El artículo Perrhijos, escrito por Juan Manuel de Prada, aborda un nuevo y creciente fenómeno: las “familias multiespecies”, en que los niños son sustituidos por mascotas (en su mayoría perros). Esto que actualmente está generando diversas repercusiones y idealismos en el área jurídica, con parejas que se divorcian y firman convenios de custodia compartida de perros, además de incluirlos en los testamentos. Para el autor, el fenómeno imbécil no puede ser visto como normal o insignificante, sino como un terrible emblema de nuestra época en que el egoísmo nos domina.

Evelyn Waugh escribió una sátira en que el protagonista se emplea en una empresa que presta servicios funerarios de lujo para mascotas, en que, hasta regalos de un año de fallecimiento son dados. Leon Bloy, usando ejemplos reales, hace también su crítica. Cuando se compara un cementerio de pobres con tumbas abandonadas, incultas, sin cuidado alguno, con las tumbas de un cementerio erigido para perros en la conocida Isla del Sena en que son hechas de mármol, con suntuosos monumentos y epitafios, cabe preguntar en qué momento nos volvemos tontos lo suficiente para dejar que tal maldad – fruto de una “idolatría demoníaca” – nos dominará. ¿En qué punto normalizamos tanto esa inversión de valores?

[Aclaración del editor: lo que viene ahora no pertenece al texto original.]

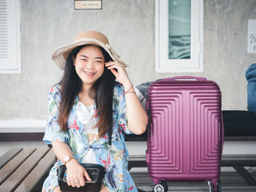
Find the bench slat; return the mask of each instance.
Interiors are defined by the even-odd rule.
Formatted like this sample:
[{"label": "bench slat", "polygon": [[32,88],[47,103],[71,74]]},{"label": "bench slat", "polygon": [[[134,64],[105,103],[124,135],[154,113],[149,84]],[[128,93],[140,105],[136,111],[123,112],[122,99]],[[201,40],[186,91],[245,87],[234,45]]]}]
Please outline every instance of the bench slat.
[{"label": "bench slat", "polygon": [[26,161],[1,184],[0,186],[0,191],[13,191],[48,150],[48,147],[37,148]]},{"label": "bench slat", "polygon": [[36,148],[34,147],[26,148],[6,164],[5,166],[0,169],[0,185],[11,175],[35,150]]},{"label": "bench slat", "polygon": [[48,170],[53,166],[54,162],[55,155],[53,149],[50,149],[45,156],[38,163],[37,166],[20,184],[15,192],[31,191],[41,180],[42,176],[46,174]]},{"label": "bench slat", "polygon": [[0,169],[22,150],[21,147],[13,147],[2,155],[0,157]]}]

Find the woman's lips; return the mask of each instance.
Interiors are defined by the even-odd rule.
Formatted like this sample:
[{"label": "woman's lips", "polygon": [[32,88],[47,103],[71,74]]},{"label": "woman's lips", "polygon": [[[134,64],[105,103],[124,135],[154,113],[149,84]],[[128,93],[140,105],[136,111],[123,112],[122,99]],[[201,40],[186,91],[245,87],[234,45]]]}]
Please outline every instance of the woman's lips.
[{"label": "woman's lips", "polygon": [[95,74],[94,72],[84,72],[86,74],[87,74],[87,76],[89,76],[89,77],[92,77],[92,76],[94,76],[94,74]]}]

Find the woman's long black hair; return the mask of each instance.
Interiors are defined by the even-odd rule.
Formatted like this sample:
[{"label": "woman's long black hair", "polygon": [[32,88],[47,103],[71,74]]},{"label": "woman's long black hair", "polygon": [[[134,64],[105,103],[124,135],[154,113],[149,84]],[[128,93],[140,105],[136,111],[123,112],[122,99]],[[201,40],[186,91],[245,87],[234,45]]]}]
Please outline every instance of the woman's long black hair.
[{"label": "woman's long black hair", "polygon": [[[86,45],[75,48],[69,55],[65,65],[64,75],[61,84],[61,102],[59,108],[59,123],[61,131],[67,128],[67,120],[74,104],[75,97],[82,91],[83,82],[78,75],[73,58],[76,58],[79,51]],[[94,45],[96,46],[96,45]],[[99,46],[98,46],[99,47]],[[104,55],[105,62],[112,61],[109,54],[99,47]],[[102,75],[96,81],[89,90],[89,96],[95,100],[97,116],[99,120],[97,126],[99,128],[99,137],[102,137],[113,124],[113,92],[116,77],[110,70],[105,66]]]}]

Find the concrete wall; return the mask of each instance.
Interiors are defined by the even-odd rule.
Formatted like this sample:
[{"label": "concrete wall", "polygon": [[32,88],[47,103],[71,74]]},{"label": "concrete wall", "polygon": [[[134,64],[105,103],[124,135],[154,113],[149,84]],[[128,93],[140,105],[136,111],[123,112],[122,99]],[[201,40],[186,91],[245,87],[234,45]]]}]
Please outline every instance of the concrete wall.
[{"label": "concrete wall", "polygon": [[61,72],[53,50],[78,32],[105,33],[129,67],[134,85],[176,75],[206,77],[223,94],[223,110],[246,110],[245,71],[256,62],[246,53],[247,20],[256,19],[255,0],[204,1],[203,72],[154,72],[154,1],[103,0],[100,10],[74,10],[74,1],[20,1],[22,73],[0,74],[0,119],[45,119],[51,85]]},{"label": "concrete wall", "polygon": [[219,85],[223,110],[246,109],[245,71],[256,62],[256,54],[246,53],[247,21],[256,19],[255,0],[204,1],[204,69],[190,74],[154,72],[154,0],[102,0],[100,10],[74,10],[73,3],[20,1],[22,73],[0,74],[0,120],[45,119],[48,91],[62,74],[51,53],[84,30],[108,37],[129,65],[134,85],[178,75],[206,77]]}]

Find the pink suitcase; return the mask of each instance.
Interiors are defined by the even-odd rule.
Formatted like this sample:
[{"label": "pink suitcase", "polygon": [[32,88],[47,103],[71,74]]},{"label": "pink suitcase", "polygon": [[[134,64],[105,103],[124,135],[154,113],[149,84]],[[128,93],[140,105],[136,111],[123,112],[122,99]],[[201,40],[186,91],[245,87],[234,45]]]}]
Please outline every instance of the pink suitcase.
[{"label": "pink suitcase", "polygon": [[210,191],[221,191],[221,107],[218,85],[206,78],[176,77],[149,86],[146,162],[154,191],[167,191],[171,181],[208,181]]}]

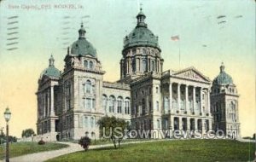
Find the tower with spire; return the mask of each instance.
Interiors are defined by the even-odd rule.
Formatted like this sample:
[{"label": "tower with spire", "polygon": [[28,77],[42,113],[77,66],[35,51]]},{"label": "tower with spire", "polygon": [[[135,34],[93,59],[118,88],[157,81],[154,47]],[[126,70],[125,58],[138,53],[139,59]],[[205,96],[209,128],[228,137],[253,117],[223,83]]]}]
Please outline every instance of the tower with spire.
[{"label": "tower with spire", "polygon": [[124,49],[120,61],[120,82],[131,80],[148,72],[160,74],[164,60],[158,44],[158,37],[145,22],[146,15],[140,9],[137,15],[137,26],[124,38]]},{"label": "tower with spire", "polygon": [[214,78],[211,93],[211,109],[213,116],[213,128],[221,130],[228,138],[240,138],[240,123],[236,85],[226,73],[222,62],[219,74]]}]

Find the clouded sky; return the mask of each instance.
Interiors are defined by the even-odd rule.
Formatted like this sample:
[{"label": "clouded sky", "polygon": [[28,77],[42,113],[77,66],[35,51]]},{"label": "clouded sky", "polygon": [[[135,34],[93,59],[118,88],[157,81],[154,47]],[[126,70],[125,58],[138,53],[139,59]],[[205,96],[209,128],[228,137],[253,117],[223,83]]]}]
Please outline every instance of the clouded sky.
[{"label": "clouded sky", "polygon": [[[136,26],[140,3],[148,28],[159,36],[164,70],[194,66],[213,80],[224,61],[240,94],[241,135],[255,132],[254,1],[3,0],[0,3],[0,114],[9,107],[11,134],[20,136],[24,129],[36,130],[38,79],[51,54],[55,67],[63,71],[67,48],[78,38],[82,20],[86,38],[107,72],[104,80],[119,79],[116,71],[123,38]],[[218,19],[220,15],[224,16]],[[176,35],[179,43],[171,39]],[[0,115],[0,127],[4,124]]]}]

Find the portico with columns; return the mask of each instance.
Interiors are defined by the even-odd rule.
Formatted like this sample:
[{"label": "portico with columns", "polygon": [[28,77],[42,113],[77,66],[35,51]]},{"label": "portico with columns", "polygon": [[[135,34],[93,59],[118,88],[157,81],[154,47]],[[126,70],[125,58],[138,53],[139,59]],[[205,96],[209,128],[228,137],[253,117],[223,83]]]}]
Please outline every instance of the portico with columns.
[{"label": "portico with columns", "polygon": [[38,122],[37,134],[42,136],[45,141],[55,141],[58,126],[57,95],[60,72],[54,66],[54,58],[51,55],[49,67],[41,74],[38,80]]},{"label": "portico with columns", "polygon": [[170,104],[163,111],[163,116],[169,116],[169,129],[201,130],[203,133],[211,130],[211,80],[195,67],[177,72],[166,71],[162,78],[162,84],[169,86],[166,95],[169,95],[167,101]]}]

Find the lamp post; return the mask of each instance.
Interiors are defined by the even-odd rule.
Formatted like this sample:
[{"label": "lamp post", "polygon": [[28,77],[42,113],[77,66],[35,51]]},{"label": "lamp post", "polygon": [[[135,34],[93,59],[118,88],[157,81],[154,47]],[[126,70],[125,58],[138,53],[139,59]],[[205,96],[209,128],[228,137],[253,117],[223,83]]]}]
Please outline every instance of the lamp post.
[{"label": "lamp post", "polygon": [[3,115],[4,115],[4,119],[5,119],[5,121],[6,121],[6,157],[5,157],[5,161],[9,162],[9,124],[8,124],[8,122],[10,119],[11,113],[10,113],[9,107],[7,107],[5,109],[5,112],[4,112]]}]

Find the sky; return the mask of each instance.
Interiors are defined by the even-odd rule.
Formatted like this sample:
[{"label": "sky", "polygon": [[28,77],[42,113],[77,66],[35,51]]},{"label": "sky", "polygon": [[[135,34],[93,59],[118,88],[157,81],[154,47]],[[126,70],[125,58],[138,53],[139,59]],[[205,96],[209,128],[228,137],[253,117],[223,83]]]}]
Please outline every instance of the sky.
[{"label": "sky", "polygon": [[[256,131],[253,0],[1,1],[0,128],[5,127],[3,112],[9,107],[11,135],[20,137],[22,130],[36,130],[35,93],[40,73],[51,54],[55,67],[63,71],[67,48],[78,39],[81,21],[107,72],[104,80],[118,80],[123,38],[136,26],[140,3],[148,28],[159,37],[164,71],[193,66],[213,80],[224,63],[240,94],[241,136],[253,136]],[[219,15],[225,17],[218,19]],[[177,35],[180,40],[172,41],[171,37]]]}]

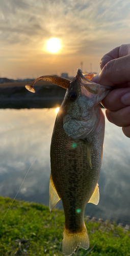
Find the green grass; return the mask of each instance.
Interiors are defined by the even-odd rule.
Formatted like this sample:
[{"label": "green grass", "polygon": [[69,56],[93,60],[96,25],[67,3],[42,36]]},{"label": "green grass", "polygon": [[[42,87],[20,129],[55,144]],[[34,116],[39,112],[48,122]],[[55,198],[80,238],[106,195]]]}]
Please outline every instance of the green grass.
[{"label": "green grass", "polygon": [[[12,201],[0,197],[0,222]],[[64,220],[62,210],[55,209],[50,214],[42,204],[14,200],[0,226],[0,255],[63,255]],[[86,224],[90,247],[78,249],[74,255],[130,255],[130,231],[109,221]]]}]

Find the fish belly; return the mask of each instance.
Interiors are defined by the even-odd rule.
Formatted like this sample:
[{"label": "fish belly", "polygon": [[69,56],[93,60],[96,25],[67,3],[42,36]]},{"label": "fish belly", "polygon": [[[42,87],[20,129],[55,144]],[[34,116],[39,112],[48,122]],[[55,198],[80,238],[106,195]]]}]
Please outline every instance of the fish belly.
[{"label": "fish belly", "polygon": [[[99,176],[102,132],[103,127],[101,125],[97,132],[86,139],[73,140],[65,134],[62,118],[57,117],[56,120],[50,147],[51,177],[65,213],[65,255],[71,255],[77,246],[85,249],[89,247],[84,211]],[[88,148],[90,148],[91,164]]]}]

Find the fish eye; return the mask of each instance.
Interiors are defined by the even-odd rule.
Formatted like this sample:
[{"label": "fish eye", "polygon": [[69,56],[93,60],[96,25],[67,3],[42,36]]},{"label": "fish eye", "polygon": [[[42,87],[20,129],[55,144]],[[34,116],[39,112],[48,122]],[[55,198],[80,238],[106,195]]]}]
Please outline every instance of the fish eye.
[{"label": "fish eye", "polygon": [[77,94],[76,92],[72,91],[69,93],[69,97],[71,101],[74,101],[77,97]]}]

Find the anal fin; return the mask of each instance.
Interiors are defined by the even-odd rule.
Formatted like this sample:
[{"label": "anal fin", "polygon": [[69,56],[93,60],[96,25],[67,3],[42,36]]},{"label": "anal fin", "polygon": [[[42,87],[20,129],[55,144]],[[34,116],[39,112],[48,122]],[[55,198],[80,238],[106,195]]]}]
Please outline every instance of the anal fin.
[{"label": "anal fin", "polygon": [[53,209],[54,206],[57,204],[60,198],[56,190],[54,185],[51,174],[50,174],[49,179],[49,210]]},{"label": "anal fin", "polygon": [[99,201],[99,188],[98,188],[98,185],[97,183],[95,188],[94,190],[94,192],[89,200],[88,203],[92,203],[92,204],[95,204],[97,205]]}]

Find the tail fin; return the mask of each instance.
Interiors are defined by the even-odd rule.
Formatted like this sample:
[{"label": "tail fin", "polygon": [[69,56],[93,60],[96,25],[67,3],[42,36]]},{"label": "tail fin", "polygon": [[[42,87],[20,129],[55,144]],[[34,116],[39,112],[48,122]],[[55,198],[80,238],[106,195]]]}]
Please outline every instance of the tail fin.
[{"label": "tail fin", "polygon": [[65,256],[71,255],[77,246],[86,250],[89,247],[89,236],[85,223],[82,231],[78,233],[70,232],[64,226],[63,236],[62,251]]}]

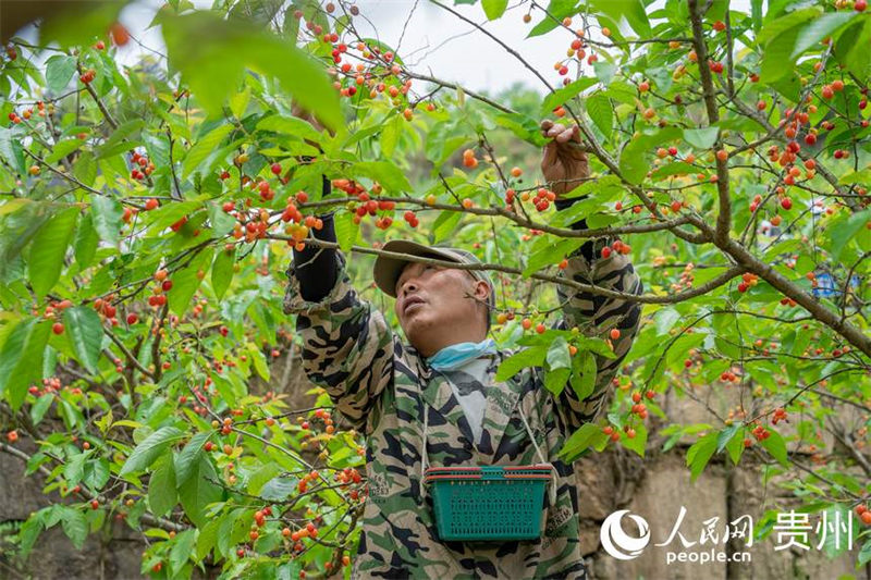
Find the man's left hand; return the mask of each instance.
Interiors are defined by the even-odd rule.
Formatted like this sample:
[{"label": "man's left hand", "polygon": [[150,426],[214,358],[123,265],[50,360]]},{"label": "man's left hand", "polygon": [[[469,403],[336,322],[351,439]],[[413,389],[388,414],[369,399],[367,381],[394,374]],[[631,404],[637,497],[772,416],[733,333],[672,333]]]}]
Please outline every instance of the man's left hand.
[{"label": "man's left hand", "polygon": [[580,128],[577,125],[566,127],[545,119],[541,122],[541,134],[551,139],[544,146],[541,173],[554,194],[566,194],[590,175],[587,152],[580,141]]}]

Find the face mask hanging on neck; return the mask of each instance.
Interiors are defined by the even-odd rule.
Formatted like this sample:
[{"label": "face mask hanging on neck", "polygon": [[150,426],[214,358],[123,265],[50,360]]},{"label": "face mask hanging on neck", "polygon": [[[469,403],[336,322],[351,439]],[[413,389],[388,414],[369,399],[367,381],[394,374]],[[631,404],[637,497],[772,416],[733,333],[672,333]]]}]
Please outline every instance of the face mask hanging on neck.
[{"label": "face mask hanging on neck", "polygon": [[427,358],[427,363],[437,371],[447,371],[459,367],[469,359],[486,354],[495,354],[495,351],[496,343],[492,338],[480,343],[457,343],[445,346]]}]

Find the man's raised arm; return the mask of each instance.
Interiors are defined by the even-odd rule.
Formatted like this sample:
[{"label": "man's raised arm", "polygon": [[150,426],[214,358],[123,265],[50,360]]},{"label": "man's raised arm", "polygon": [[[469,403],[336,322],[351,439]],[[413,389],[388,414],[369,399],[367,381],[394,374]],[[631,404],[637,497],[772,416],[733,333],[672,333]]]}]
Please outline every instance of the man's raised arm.
[{"label": "man's raised arm", "polygon": [[[544,136],[552,140],[544,150],[541,169],[551,188],[559,195],[565,194],[580,185],[589,176],[587,156],[581,148],[572,144],[579,144],[577,126],[564,127],[550,121],[541,124]],[[582,199],[582,198],[578,198]],[[575,200],[560,199],[556,209],[563,210]],[[586,230],[586,220],[572,224],[573,230]],[[621,254],[609,246],[612,238],[589,239],[575,250],[567,259],[567,267],[563,276],[582,284],[594,285],[603,288],[618,291],[627,294],[641,294],[643,285],[628,255]],[[602,249],[609,249],[602,252]],[[566,433],[578,429],[581,424],[590,422],[599,415],[611,380],[616,374],[623,360],[631,347],[635,334],[638,331],[641,305],[622,298],[611,298],[592,293],[575,291],[567,286],[559,285],[556,294],[563,304],[563,321],[561,326],[571,329],[578,326],[586,336],[596,336],[611,342],[614,358],[593,355],[596,360],[596,381],[592,391],[582,399],[571,384],[567,384],[560,394],[556,405],[557,414]],[[618,331],[618,336],[612,336],[612,330]]]},{"label": "man's raised arm", "polygon": [[[324,180],[324,192],[329,183]],[[335,242],[332,213],[315,237]],[[393,378],[393,332],[384,316],[352,286],[344,255],[312,245],[294,249],[284,313],[296,314],[303,368],[338,410],[363,430],[376,399]]]}]

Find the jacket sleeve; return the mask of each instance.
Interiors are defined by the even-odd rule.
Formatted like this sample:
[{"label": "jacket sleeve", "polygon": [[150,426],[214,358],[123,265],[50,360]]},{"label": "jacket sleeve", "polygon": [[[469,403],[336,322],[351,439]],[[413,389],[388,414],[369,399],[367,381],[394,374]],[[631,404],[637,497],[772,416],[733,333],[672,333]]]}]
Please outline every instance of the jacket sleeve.
[{"label": "jacket sleeve", "polygon": [[306,375],[363,431],[373,404],[393,379],[393,331],[377,308],[359,298],[344,255],[335,251],[332,256],[335,283],[317,300],[303,296],[295,264],[291,264],[284,313],[296,314]]},{"label": "jacket sleeve", "polygon": [[[559,206],[557,206],[559,207]],[[586,222],[573,225],[575,230],[586,229]],[[602,248],[614,242],[613,238],[598,238],[586,242],[568,257],[568,264],[561,275],[576,282],[629,294],[642,294],[643,284],[628,255],[612,251],[602,258]],[[641,305],[621,298],[574,291],[557,285],[556,294],[563,305],[563,320],[559,326],[578,326],[585,336],[596,336],[609,342],[615,358],[593,354],[596,380],[592,392],[584,399],[578,398],[572,384],[566,384],[556,402],[557,414],[566,429],[566,434],[581,424],[597,418],[614,375],[631,347],[640,322]],[[619,337],[611,338],[612,329],[619,330]],[[578,355],[581,353],[578,351]]]}]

El escritor C.S. Lewis se dedicó a comprender la naturaleza del afecto humano hacia los animales, concluyó que tal amor encubre otras intenciones, como la frecuente necesidad de ser necesitado. Las mascotas son reducidas a un ser de perpetua invalidez, separado de todo lo más real y natural que  un animal desea, sometido totalmente a una lógica cruel en la que él solo conoce y siente necesidad de lo que usted le ofrece y le permite nuestro egoísmo los transforma en eternos niños que no se quejan, no lanzan reproches, no nos amonesta ni nos suelta terribles verdades.

Al fin y al cabo, los animales de compañía son ahora protagonistas de nuestra sociedad y economía. La importancia dada a ellos ignora a otros. Esos otros humanos que necesitan también de protección, de amor, de ser cuidados y valorados. ¿Hasta cuándo la vida y las necesidades de los humanos “otros” van a ser disminuidos e ignorados?